# Peerless transmission question



## colinp007 (2 mo ago)

Hi I have a Mountfield 1538M-SD Lawn tractor that uses a 5 speed Peerless MST-205-535H manual (not hydrostatic) transmission. Yesterday I was unable to pull away on the tractor - reverse or forward. Obviously the drive belt may be slipping although I am not totally convinced that is the case as this problem came on quite suddenly after I had been using the tractor without issue for half an hour or so.With the belt removed i can see that turning the pulley on the transmission makes the wheels go round with the back of the tractor jacked up. I can see turning one wheel the other goes backwards. I am able to change through the gears ok.

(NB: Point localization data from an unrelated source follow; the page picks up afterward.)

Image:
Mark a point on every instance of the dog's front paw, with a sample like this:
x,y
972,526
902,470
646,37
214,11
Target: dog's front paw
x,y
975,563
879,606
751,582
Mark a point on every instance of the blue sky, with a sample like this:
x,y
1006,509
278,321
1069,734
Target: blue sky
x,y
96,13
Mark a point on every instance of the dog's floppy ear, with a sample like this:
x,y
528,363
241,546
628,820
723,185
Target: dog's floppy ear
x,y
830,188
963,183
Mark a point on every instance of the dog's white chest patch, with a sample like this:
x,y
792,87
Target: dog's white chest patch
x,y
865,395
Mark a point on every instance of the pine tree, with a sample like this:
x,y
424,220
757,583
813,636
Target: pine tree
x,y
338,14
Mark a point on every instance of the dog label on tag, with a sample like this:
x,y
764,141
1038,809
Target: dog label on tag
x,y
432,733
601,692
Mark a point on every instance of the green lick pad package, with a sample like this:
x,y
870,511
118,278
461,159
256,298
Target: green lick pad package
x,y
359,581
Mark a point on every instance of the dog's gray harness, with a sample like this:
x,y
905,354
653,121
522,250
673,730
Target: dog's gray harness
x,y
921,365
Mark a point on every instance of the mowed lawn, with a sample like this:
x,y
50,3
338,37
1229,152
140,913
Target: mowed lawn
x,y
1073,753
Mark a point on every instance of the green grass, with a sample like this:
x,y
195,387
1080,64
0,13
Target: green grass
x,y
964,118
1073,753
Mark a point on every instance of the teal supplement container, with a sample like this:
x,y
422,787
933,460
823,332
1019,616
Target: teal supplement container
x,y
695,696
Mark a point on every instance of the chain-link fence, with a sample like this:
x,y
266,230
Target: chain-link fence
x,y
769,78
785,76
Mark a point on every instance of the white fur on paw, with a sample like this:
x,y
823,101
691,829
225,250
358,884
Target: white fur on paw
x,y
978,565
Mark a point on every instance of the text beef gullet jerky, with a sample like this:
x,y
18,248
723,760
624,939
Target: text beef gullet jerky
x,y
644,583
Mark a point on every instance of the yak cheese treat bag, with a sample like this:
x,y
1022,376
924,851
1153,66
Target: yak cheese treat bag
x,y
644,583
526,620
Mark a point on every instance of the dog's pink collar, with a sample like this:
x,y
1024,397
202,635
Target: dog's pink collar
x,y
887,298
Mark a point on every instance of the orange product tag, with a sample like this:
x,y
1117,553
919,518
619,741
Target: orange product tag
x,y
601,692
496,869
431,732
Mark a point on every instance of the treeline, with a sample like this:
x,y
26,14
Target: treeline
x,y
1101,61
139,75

Are there any simple tests that I can carry out to see if the transmission is sound? Dumb question - if the tractor is in gear should I be able push the tractor along by hand? I can btw. I am trying to establish whether I have a drive belt/pulley type issue or whether the transmission itself is at fault before I remove it for inspection/disassembly etc. Thanks in advance.


----------



## EdF (Sep 15, 2014)

Hello colinp, welcome to the tractor forum.

One check comes to mind, energize the clutch to see if the belt turns the trans drive pulley. If so, does the shaft turn with the pulley? If not, you have a sheared key between the drive pulley & shaft. If the shaft is turning but the wheels don't turn, you have a internal trans problem. 

You should be able to push the mower if the clutch is not engaged (belt is slack)


----------



## colinp007 (2 mo ago)

Thanks EdF I am leaning towards an internal trans problem based on that then


----------